The sun cast its first golden rays across the heathland. Sinead and Moonsprite had been walking all night. They’d pursued the path in the starlight, pushing aside all thoughts of what lurked in the darkness beyond. Sinead had drawn the Sword of Elshain several times, but no creature had dared approach.
Both were tired now.
The path led to a stand of pine trees beckoning safety. They settled down on the soft-scented forest floor, guarding Moonsprite’s saddle bag and its precious contents between them. Sinead gathered her cloak around her, the Sword of Elshain under her hand.
Awaking to find the sun high in the sky, Sinead shared out the last of the stale oatcakes. She opened the Prophesy Book and continued reading. Raising her eyes she now saw a towering castle wall beyond the trees.
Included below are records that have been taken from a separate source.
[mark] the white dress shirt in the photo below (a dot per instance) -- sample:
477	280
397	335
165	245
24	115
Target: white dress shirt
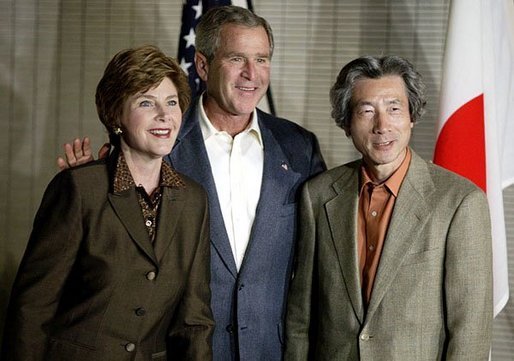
236	165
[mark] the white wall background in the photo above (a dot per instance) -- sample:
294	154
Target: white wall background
52	54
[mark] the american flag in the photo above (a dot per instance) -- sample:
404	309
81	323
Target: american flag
191	12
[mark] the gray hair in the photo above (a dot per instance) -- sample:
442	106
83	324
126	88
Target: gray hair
209	28
373	68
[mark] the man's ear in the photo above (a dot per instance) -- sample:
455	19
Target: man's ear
202	66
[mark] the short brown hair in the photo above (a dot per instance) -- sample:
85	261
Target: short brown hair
132	71
208	30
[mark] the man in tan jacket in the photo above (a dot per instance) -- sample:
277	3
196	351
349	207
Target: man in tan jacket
393	260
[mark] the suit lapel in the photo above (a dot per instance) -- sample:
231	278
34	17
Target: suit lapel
124	205
169	214
189	157
342	219
408	219
278	181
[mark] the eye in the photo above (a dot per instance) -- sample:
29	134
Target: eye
145	103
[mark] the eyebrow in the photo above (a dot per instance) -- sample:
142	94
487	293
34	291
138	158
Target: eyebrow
143	95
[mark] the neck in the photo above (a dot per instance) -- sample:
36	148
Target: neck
233	124
144	172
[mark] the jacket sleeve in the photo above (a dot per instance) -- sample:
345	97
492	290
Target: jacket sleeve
468	281
48	259
317	162
191	331
298	317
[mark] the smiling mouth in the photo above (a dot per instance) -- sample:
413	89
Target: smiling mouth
383	144
160	131
246	88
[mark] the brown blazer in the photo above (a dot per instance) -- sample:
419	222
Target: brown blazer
91	286
432	295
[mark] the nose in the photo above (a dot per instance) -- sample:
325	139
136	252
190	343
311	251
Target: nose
163	113
249	70
381	123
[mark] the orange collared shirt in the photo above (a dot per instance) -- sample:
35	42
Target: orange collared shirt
376	203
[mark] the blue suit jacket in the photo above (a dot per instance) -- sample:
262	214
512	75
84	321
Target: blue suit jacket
249	306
Foretold in the Prophesy Book, the first of the four last challenges lay within.
Sinead held the Blue Orb aloft. Moonsprite, her snow-white unicorn, pawed the ground while her Mistress uttered the sacred words from the final chapter of the Prophesy book.
The orb glowed more brightly, its indigo light shining across the wild heathland. A path appeared before them: the way to the Far Side, where the Edge of the World began. Sinead must commit the way to memory. The Blue Orb would not shine here again.
Night creatures skittered and slithered around their feet. Sinead gripped the Orb more tightly, willing her mind to absorb the knowledge.
The Orb ceased to glow, but the stars shone overhead. Sinead returned the Orb to Moonsprite’s saddle bag and took out the Sword of Elshain, strapping it around her waist. There were four last challenges to complete.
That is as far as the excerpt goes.